En muchos sentidos, se vivirá hoy en Washington un día sin precedente: es la primera vez en la que un delincuente convicto tomará posesión como presidente de Estados Unidos; la primera en mucho tiempo en la que un individuo regresa a la titularidad del Ejecutivo de ese país tras haber estado lejos de ella en el cuatrienio anterior; la primera en décadas en la que la ceremonia principal tendrá lugar intramuros en el Capitolio, sede del Legislativo, y no en la explanada que se extiende frente a esa edificación y la primera en la que el protagonista central del acto azuzó una insurrección armada.
Otro aspecto inédito es que ningún mandatario estadunidense había inaugurado su periodo con una distancia tan grande entre sus promesas –o sus amenazas, según se le mire– y las posibilidades reales de llevarlas a cabo, además de que ningún inicio presidencial había generado tantos temores y rechazos dentro y fuera de Estados Unidos como los que suscita el de este día.
Por esas razones, aunque el lema de Donald Trump evoca el retorno a un pasado tan grandioso como mítico, muchos sectores temen que su segunda administración marque, en cambio, el inicio de la decadencia irremediable de la superpotencia vecina y que sea el comienzo de un proceso de demolición de instituciones, derechos y alianzas externas, y acaso también de la economía estadunidense.
Ciertamente, el programa trumpiano coloca bajo ataque a las mujeres, las minorías y los sectores vulnerables de la sociedad, y ello explica que incontables personas hayan salido el sábado pasado a manifestarse en muchas ciudades del país vecino a expresar su propósito de organizar la resistencia ante lo que se dibuja como un retroceso histórico de los derechos civiles.
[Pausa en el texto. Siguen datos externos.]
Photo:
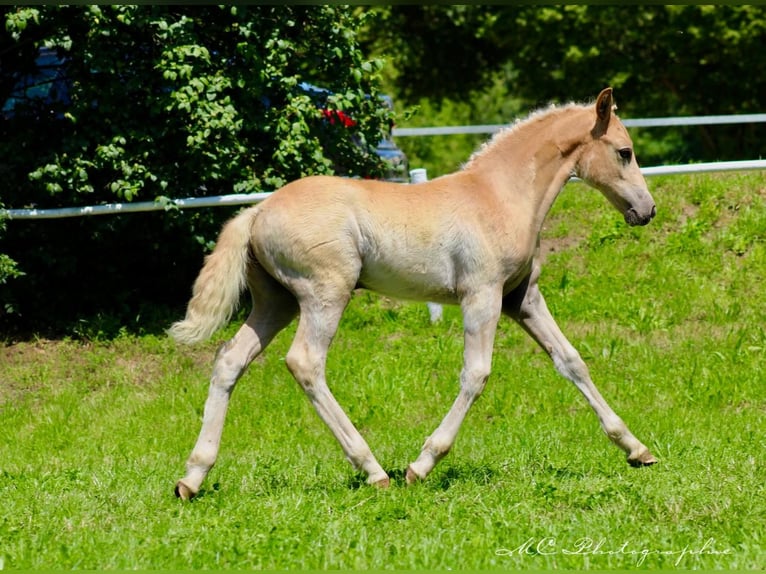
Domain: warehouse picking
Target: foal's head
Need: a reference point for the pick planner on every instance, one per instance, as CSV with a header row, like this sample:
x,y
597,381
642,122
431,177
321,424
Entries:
x,y
609,164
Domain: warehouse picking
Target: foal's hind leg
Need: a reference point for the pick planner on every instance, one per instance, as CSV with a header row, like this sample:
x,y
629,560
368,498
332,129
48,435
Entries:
x,y
273,309
527,306
319,318
481,312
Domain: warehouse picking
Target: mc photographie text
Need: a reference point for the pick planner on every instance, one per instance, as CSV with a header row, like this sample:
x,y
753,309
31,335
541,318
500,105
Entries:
x,y
551,546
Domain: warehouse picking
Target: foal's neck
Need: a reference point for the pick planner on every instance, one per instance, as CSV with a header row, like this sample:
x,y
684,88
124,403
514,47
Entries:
x,y
529,163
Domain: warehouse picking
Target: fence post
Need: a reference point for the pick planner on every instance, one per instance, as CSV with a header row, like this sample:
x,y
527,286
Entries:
x,y
435,310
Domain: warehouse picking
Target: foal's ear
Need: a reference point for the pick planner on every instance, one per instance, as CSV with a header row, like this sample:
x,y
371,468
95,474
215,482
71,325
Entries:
x,y
604,105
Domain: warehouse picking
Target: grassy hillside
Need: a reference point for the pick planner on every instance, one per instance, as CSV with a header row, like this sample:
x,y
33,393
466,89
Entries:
x,y
670,319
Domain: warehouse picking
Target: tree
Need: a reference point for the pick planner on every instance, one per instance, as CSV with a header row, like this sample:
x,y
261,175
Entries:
x,y
164,102
662,60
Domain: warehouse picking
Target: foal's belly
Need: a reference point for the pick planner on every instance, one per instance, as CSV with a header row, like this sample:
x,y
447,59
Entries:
x,y
415,281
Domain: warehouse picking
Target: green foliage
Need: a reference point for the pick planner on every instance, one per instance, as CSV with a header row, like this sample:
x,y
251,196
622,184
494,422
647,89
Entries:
x,y
95,433
167,102
662,60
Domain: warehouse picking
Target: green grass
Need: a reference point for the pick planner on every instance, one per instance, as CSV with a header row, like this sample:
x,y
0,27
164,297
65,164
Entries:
x,y
669,318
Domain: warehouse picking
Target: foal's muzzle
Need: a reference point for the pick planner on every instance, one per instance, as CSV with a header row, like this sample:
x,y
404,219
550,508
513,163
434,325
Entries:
x,y
632,217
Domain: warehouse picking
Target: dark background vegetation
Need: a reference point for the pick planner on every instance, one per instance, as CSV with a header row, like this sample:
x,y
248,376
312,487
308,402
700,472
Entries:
x,y
180,101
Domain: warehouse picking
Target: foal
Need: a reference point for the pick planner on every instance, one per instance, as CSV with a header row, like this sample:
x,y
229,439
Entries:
x,y
469,238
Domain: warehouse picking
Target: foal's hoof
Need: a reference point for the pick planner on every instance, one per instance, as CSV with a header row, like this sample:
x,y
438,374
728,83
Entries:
x,y
184,492
644,459
383,483
410,476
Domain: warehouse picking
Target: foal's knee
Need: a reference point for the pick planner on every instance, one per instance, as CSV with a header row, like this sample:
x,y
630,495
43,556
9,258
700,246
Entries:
x,y
570,365
228,367
473,380
303,367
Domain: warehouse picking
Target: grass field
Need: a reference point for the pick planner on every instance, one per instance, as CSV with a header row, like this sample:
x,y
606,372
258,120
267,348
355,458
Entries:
x,y
670,319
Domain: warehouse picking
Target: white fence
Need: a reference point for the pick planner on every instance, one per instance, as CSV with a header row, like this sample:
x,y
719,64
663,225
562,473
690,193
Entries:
x,y
244,199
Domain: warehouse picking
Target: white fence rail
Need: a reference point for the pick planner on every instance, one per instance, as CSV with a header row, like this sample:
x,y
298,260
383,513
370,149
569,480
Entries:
x,y
245,199
630,123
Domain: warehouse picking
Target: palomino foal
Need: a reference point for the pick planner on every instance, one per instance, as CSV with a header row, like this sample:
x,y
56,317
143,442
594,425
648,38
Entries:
x,y
469,238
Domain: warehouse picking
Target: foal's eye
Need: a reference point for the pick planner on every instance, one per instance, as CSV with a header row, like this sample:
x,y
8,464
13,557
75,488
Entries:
x,y
626,154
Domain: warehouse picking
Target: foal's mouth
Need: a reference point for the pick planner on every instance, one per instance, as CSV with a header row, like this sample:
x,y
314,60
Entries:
x,y
632,217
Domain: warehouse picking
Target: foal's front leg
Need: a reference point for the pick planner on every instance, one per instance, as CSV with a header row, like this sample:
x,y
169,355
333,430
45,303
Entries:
x,y
527,306
481,312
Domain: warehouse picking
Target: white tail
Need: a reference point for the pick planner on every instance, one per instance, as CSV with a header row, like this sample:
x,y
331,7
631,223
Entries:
x,y
220,283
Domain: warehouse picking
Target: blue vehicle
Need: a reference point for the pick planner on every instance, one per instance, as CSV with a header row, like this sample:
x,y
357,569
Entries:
x,y
45,94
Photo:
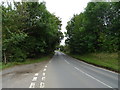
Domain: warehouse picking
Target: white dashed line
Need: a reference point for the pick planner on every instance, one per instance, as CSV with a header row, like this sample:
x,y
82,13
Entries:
x,y
93,77
36,74
42,85
95,66
32,85
43,78
43,74
50,61
44,70
34,79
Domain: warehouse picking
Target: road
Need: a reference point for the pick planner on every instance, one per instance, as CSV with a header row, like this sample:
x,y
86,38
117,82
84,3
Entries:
x,y
63,71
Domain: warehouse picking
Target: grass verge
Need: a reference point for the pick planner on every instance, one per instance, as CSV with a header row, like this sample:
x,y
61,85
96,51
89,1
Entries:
x,y
28,61
104,60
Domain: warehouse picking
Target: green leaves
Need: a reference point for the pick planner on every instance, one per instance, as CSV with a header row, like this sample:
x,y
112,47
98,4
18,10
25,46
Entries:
x,y
94,30
29,30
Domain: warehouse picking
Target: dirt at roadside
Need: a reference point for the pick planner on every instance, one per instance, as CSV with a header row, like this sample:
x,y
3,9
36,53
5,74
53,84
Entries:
x,y
25,69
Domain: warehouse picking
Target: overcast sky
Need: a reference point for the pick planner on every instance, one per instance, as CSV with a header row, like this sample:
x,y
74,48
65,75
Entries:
x,y
65,9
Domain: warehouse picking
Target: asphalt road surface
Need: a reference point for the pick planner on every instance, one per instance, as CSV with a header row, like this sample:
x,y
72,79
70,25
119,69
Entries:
x,y
63,71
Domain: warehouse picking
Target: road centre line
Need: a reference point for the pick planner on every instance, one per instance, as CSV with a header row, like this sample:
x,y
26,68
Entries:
x,y
42,85
93,77
67,62
36,74
43,74
44,70
91,65
43,78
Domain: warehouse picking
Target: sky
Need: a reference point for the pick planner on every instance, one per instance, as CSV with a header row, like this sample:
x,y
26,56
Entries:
x,y
65,9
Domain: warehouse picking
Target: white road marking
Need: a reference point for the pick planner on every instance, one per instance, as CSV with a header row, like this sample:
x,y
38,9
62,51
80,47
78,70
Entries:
x,y
93,77
44,70
34,79
36,74
43,74
43,78
50,61
67,62
42,85
32,85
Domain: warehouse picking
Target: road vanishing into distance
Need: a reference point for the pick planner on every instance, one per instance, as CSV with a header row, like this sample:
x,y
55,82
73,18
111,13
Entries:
x,y
61,71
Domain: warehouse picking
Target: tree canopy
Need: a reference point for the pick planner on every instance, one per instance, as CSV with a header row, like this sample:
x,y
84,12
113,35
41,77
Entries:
x,y
97,29
29,30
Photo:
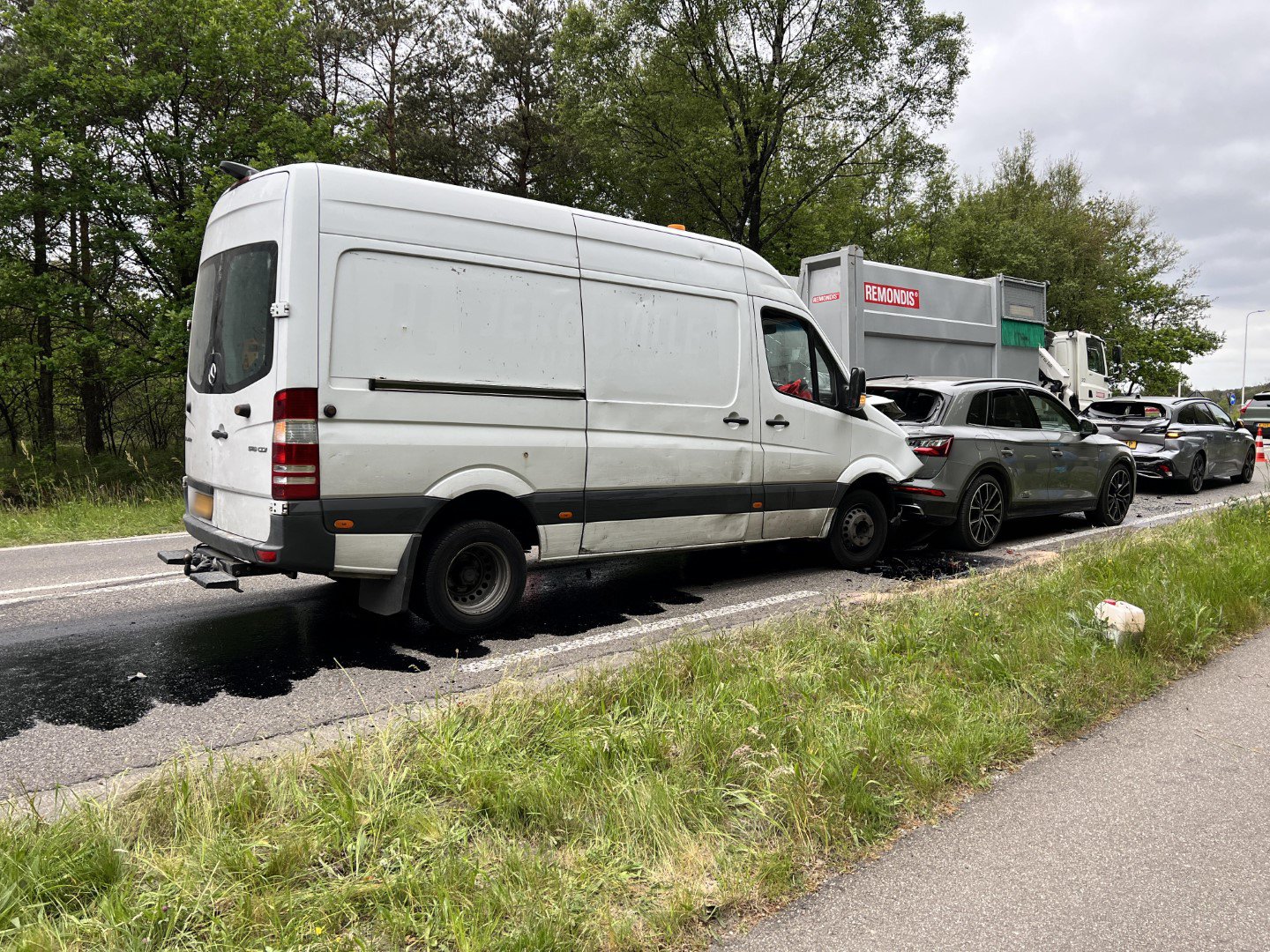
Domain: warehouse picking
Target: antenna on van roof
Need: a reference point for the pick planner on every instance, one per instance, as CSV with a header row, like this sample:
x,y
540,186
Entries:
x,y
236,170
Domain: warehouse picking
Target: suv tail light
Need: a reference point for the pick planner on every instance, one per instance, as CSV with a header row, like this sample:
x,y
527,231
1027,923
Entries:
x,y
295,444
931,446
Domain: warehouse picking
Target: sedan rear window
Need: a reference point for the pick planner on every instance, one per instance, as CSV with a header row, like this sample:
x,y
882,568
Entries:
x,y
915,405
1127,410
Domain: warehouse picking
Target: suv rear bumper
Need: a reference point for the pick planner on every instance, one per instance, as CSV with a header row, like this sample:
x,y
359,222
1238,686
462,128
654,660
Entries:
x,y
300,539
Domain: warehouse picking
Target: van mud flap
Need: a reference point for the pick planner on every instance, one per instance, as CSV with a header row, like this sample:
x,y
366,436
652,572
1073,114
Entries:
x,y
213,569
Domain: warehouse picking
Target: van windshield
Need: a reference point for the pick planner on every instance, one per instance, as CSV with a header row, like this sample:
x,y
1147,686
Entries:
x,y
231,331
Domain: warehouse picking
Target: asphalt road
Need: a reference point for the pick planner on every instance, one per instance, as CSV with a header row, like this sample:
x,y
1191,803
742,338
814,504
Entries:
x,y
80,621
1154,833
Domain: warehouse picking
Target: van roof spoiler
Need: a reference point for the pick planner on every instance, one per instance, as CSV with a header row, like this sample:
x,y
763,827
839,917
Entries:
x,y
236,170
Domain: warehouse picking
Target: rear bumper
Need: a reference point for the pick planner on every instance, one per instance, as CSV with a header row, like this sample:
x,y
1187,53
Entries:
x,y
1157,466
300,539
931,509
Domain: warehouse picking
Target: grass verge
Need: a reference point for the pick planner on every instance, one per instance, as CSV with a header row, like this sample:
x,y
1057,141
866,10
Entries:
x,y
84,499
631,807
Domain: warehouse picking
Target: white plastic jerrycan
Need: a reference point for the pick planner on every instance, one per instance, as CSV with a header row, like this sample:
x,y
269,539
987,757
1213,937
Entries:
x,y
1122,622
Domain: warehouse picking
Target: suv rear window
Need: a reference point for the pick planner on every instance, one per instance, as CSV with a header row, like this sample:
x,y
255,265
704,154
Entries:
x,y
231,331
915,405
1127,410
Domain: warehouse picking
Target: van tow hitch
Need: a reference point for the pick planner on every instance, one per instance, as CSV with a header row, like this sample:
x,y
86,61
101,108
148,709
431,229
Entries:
x,y
211,569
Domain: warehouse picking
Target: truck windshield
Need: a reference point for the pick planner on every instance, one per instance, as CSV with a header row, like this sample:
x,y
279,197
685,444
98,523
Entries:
x,y
1096,355
231,331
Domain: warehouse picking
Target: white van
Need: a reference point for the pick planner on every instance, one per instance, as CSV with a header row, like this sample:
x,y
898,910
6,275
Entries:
x,y
413,385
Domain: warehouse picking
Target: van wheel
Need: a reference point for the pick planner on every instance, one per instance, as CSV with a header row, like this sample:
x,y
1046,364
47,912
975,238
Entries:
x,y
473,579
859,530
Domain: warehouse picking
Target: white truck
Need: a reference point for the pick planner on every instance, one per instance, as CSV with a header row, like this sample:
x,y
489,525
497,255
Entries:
x,y
897,320
410,386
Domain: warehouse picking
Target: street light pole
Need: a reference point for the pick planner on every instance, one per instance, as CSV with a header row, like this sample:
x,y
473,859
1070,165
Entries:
x,y
1244,385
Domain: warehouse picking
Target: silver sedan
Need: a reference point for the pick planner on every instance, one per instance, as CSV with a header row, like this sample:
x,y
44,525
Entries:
x,y
1179,439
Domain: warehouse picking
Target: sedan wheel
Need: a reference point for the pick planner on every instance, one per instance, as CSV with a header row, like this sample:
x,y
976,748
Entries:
x,y
1250,466
1195,481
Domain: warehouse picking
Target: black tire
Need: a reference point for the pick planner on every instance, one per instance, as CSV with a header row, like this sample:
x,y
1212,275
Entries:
x,y
1116,498
473,579
1194,481
1250,466
981,514
859,531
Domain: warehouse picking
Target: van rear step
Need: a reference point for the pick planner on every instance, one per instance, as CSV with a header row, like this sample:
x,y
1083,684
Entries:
x,y
213,569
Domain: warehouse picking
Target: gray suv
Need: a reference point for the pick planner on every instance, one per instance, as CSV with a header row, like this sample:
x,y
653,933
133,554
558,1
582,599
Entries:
x,y
996,450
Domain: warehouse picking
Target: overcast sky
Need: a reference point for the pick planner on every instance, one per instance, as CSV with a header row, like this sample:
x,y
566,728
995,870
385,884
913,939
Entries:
x,y
1165,100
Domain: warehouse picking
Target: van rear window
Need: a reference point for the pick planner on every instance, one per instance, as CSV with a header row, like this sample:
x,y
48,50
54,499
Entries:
x,y
231,331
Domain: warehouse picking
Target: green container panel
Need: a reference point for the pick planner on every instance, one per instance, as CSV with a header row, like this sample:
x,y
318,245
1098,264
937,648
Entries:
x,y
1021,333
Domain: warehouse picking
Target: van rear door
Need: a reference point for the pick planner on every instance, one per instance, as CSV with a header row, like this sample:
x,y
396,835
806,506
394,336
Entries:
x,y
234,361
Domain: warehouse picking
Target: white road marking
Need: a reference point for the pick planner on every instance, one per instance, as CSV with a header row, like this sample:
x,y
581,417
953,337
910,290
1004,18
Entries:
x,y
88,583
93,542
488,664
107,589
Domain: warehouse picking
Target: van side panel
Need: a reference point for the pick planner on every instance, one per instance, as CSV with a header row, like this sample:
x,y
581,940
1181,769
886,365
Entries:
x,y
667,363
446,362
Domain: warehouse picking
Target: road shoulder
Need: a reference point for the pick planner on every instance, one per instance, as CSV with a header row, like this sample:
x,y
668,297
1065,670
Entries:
x,y
1154,831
Para ellos no hay optimismo posible, sobre todo si se toma en cuenta que el regreso del magnate al poder presidencial ocurre en un contexto mundial caracterizado por el crecimiento de las ultraderechas más autoritarias, intolerantes, atrasadas e ignorantes.
Por otra parte, aunque una de las esencias de ese nuevo gobierno es, en los hechos, la entrega de un poder político inconmensurable a un puñado de billonarios del sector digital –Elon Musk, Mark Zuckerberg y Jeff Bezos, los más prominentes–, en los capitales industriales y comerciales estadunidenses hay preocupación por los impactos negativos que las medidas anunciadas por Trump puedan tener dentro del país.
No es sólo que los aranceles con los que el nuevo ocupante de la Casa Blanca ha amenazado a sus socios de México, Canadá y Europa –por no hablar de las medidas proteccionistas que anunció contra las importaciones procedentes de China– induzcan un grave incremento a los precios al consumidor, sino también que las cadenas productivas establecidas entre Estados Unidos y sus socios del T-MEC podrían tener un efecto sumamente pernicioso para la industria local, que depende en buena medida de partes e insumos procedentes de sus vecinos y socios.
Por añadidura, los anuncios de detenciones y expulsiones masivas de trabajadores indocumentados no sólo desembocarían en una infinidad de tragedias personales para quienes sufrieran esas medidas aberrantes e inhumanas, sino que podrían traducirse en un déficit de fuerza laboral y en una caída pronunciada de la competitividad estadunidense ante Asia y Europa.
En México ha generado temor e irritación la aberrante idea de Trump y de varios de sus colaboradores de catalogar como organizaciones terroristas
a los grupos delictivos dedicados al trasiego de drogas, y no tanto por el absurdo conceptual de esa potencial homologación, sino porque, de acuerdo con las leyes abusivas y extraterritoriales de Estados Unidos, ella conferiría a Washington la facultad de emplear fuerza militar en nuestro territorio.
Pero, a pesar de los oscuros amagos que el inicio de la segunda presidencia de Trump proyecta en el planeta, debe recordarse que en la primera éste no pudo consumar la mayor parte de sus amenazas; por lo que atañe a la comunidad internacional, en el balance final resultó ser uno de los presidentes estadunidenses menos belicistas de la historia y, ante México, uno de los menos injerencistas.
Puede discutirse en qué medida esa falta de correspondencia entre las palabras y los hechos forma parte de un estilo personal de negociar –detestable, sin duda–, en qué proporción se debió a un choque inexorable con la realidad y si hoy día se repetirá esta incongruencia o si las nuevas condiciones políticas permitirán a Trump imponer los puntos más nocivos y destructivos de su discurso. Pero en lo inmediato, Estados Unidos y el mundo viven tiempos de zozobra.